The Court ultimately dismissed the plaintiffs’ argument, stating that, under Australian Admiralty law, a plaintiff is only entitled to security as against the owner or demise charterer of the vessel and not some other party, such as a time charterer. The Court highlighted that it is a serious matter to arrest a vessel, particularly a vessel that is trading on a schedule and was imminently due to depart. The Court also stated that the plaintiffs should therefore be prepared to defend the basis on which they arrested the vessel and do so on short notice. The need or desire to obtain instructions from overseas was not a proper basis to delay the inevitable release of the vessel from arrest. Further, because the plaintiffs had refused to consent to the release of the vessel from arrest after being provided with security in the form of an acceptable LOU, the Court ordered the plaintiffs to pay the costs of the vessel owners’ application for release of the vessel from arrest.

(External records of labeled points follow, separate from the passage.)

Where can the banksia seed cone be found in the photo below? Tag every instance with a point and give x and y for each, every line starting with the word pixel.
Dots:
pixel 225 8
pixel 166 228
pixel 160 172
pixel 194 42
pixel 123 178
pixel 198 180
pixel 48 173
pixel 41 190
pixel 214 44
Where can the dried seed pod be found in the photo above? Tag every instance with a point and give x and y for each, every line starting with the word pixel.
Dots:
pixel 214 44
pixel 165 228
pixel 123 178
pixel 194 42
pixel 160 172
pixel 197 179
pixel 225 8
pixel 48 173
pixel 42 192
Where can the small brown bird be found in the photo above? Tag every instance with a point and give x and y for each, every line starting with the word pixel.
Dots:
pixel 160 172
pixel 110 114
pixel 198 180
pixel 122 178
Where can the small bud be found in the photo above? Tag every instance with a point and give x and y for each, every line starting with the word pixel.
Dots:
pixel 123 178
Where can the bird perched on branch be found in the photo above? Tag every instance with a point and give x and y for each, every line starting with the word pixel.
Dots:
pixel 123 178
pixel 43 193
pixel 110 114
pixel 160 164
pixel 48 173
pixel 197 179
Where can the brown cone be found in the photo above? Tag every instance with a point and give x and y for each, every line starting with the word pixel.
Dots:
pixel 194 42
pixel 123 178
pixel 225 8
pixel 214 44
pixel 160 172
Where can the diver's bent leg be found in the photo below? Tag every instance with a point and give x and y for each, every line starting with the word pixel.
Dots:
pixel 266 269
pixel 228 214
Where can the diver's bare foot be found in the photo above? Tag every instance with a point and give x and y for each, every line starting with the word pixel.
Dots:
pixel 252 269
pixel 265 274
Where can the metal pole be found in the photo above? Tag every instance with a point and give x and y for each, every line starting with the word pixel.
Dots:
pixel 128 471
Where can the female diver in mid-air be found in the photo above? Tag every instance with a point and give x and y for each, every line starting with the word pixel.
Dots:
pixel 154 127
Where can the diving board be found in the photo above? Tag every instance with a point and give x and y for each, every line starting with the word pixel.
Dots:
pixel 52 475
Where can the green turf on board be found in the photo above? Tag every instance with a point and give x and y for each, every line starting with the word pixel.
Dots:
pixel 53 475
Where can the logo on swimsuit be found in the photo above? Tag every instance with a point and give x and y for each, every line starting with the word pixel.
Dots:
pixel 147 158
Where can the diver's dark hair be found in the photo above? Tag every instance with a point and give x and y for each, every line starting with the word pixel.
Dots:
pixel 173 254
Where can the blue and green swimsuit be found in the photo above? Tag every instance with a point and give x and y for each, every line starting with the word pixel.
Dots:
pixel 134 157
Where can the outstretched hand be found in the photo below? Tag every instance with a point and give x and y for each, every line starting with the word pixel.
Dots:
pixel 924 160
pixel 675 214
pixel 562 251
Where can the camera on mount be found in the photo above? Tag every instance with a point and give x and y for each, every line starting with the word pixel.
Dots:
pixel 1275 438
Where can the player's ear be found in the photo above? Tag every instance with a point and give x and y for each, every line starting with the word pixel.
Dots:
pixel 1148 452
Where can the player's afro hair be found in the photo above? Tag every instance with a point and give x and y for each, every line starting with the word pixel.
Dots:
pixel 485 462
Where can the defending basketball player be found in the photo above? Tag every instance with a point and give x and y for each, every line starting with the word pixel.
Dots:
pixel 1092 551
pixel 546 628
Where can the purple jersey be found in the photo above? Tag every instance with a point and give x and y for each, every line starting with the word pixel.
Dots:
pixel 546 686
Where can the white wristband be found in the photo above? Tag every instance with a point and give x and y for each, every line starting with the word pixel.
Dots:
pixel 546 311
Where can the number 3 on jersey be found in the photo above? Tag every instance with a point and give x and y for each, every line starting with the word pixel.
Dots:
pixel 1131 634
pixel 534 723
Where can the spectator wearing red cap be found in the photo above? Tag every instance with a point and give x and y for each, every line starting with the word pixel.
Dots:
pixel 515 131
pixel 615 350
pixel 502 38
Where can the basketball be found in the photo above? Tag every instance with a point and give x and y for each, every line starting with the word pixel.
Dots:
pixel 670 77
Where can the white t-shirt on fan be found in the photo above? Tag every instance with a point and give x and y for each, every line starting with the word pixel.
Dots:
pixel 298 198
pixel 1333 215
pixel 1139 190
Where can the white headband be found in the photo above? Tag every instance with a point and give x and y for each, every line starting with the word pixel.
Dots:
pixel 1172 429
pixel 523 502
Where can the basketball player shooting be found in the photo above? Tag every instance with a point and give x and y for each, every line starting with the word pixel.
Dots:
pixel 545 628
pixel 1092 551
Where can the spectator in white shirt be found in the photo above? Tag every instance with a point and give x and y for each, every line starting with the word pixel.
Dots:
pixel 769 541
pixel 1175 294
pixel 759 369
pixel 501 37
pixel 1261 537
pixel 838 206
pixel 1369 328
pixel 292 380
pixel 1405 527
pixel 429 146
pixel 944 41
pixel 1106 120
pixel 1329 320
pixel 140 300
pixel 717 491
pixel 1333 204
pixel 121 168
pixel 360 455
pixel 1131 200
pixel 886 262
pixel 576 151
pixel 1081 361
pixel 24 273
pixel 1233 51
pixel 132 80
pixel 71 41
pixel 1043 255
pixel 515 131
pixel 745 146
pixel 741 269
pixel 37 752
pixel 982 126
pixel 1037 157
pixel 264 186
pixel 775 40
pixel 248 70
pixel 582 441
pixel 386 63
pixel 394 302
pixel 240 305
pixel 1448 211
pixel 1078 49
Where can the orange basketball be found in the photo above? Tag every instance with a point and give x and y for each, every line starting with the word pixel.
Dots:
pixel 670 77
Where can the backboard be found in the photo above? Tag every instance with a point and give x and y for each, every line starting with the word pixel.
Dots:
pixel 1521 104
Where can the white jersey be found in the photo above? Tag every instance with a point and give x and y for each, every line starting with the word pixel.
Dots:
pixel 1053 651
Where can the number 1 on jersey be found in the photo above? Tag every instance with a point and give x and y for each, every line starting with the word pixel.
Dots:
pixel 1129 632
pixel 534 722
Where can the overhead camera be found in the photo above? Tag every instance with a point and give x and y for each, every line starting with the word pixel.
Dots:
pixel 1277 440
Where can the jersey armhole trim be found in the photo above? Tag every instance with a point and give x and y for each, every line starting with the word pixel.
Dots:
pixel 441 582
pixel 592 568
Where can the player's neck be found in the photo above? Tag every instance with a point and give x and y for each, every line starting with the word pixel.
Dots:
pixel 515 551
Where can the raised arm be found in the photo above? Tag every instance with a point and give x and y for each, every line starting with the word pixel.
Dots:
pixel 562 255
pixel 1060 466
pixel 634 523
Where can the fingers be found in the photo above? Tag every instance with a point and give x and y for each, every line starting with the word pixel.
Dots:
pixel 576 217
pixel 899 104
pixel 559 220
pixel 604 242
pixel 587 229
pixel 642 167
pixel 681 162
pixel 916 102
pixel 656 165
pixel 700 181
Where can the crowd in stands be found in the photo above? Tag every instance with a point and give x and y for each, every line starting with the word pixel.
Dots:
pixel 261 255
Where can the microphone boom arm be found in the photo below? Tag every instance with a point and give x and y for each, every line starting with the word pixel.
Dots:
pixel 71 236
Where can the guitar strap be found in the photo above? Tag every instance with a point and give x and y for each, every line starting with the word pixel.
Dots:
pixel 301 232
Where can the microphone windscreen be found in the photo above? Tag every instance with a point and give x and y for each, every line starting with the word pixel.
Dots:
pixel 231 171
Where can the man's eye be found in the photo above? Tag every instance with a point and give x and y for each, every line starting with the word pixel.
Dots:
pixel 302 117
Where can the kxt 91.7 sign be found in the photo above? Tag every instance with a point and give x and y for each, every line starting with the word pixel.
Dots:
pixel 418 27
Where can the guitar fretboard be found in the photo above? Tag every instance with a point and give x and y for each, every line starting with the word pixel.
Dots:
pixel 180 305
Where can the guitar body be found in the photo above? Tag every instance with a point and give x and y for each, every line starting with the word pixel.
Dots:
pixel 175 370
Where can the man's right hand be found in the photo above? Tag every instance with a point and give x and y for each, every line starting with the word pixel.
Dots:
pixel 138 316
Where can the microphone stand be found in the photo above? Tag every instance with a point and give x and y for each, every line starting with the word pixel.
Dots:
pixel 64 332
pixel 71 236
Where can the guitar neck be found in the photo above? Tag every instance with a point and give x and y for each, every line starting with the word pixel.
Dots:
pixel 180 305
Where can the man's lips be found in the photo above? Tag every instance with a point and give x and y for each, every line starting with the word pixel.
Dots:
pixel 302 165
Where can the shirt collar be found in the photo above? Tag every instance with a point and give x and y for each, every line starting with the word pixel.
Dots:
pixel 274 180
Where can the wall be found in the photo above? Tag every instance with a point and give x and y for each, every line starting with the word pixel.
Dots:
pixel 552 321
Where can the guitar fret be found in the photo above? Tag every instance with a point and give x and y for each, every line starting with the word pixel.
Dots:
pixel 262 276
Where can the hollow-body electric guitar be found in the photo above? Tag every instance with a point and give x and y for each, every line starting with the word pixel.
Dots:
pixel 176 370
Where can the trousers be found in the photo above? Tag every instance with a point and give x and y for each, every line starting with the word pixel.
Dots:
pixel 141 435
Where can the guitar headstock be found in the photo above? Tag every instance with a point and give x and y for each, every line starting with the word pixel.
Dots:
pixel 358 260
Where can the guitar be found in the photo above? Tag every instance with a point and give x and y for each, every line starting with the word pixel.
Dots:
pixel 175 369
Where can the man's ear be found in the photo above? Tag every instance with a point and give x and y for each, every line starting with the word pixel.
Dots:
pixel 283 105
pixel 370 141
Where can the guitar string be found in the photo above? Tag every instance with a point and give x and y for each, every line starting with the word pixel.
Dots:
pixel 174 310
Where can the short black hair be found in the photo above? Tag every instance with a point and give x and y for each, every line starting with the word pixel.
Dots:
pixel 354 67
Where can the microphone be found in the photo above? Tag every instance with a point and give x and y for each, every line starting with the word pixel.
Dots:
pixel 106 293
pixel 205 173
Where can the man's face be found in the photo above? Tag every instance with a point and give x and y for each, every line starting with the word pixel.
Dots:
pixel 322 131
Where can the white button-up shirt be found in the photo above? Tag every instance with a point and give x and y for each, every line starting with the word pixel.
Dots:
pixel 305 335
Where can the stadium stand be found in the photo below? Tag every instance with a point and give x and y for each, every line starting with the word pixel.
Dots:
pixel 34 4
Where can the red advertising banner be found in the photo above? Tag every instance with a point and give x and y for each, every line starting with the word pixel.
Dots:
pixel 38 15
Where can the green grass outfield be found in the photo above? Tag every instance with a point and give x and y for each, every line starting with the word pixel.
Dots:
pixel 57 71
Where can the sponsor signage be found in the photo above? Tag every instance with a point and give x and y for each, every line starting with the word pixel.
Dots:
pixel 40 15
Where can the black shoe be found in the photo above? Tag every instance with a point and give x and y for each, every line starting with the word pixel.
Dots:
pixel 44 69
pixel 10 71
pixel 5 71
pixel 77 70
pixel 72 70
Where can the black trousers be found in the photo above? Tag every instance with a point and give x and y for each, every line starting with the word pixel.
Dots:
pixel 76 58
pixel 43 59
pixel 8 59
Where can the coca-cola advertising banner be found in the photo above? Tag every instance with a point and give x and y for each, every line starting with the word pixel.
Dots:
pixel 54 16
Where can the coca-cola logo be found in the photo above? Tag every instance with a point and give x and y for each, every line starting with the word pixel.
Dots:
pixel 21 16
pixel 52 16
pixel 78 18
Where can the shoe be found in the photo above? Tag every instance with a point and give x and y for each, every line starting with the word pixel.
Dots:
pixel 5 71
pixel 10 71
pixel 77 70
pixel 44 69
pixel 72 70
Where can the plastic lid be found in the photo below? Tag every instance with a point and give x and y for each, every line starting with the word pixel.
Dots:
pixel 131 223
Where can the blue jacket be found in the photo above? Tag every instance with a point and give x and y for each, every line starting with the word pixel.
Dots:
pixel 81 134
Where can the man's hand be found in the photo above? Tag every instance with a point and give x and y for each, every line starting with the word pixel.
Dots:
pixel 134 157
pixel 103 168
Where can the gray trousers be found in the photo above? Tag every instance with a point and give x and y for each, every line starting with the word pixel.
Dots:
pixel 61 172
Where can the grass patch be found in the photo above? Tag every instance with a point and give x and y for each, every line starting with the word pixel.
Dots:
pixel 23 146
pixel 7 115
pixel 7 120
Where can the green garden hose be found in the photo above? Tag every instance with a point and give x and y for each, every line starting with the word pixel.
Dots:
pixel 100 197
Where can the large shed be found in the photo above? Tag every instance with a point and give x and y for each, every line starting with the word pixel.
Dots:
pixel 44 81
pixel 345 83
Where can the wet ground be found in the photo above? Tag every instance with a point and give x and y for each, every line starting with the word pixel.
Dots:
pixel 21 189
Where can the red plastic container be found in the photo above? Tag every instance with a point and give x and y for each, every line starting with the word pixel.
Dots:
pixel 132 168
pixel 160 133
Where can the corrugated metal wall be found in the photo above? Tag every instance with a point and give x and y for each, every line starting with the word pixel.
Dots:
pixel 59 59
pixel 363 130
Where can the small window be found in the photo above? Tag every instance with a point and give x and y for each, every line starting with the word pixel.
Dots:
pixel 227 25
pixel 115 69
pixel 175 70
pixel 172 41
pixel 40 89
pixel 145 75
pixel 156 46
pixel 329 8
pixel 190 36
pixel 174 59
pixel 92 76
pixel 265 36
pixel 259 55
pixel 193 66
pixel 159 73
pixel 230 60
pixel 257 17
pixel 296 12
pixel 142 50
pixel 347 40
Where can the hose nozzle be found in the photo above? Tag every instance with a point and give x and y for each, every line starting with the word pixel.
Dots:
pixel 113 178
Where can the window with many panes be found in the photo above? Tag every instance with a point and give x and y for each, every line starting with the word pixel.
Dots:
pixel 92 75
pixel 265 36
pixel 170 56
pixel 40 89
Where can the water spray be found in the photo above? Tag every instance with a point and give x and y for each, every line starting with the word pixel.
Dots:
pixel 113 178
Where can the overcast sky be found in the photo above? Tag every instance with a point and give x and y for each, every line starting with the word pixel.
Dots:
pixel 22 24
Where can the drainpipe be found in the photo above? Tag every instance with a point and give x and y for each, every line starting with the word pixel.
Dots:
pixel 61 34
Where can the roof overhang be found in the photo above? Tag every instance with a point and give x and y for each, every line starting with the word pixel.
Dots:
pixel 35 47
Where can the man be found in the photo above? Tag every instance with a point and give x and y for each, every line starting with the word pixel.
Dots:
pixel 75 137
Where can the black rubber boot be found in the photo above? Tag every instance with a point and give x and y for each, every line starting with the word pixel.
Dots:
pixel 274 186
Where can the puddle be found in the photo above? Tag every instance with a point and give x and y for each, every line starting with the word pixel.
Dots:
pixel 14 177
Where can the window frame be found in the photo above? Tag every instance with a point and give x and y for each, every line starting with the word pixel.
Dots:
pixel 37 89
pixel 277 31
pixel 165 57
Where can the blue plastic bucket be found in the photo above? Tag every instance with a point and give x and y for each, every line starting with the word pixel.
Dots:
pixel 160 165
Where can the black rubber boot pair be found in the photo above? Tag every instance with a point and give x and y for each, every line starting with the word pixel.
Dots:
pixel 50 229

This case highlights one of the many differences between Australia and South Africa’s Admiralty laws. Maritime practitioners and persons within the maritime industry should bear in mind that the enforcement of claims varies depending on the admiralty jurisdiction in which proceedings are commenced or defended around the world. This case also illustrates the fast-paced nature of the maritime industry and the need to be aware of the commercial impact an arrest can have on a trading vessel. If a vessel remains under arrest when it should be released, such as when sufficient security is provided, the arrest could become wrongful. Under Australian law, a person who wrongfully and without good cause arrests a vessel, or, unreasonably and without good cause refuses to consent to its release from arrest, can be held liable for damages.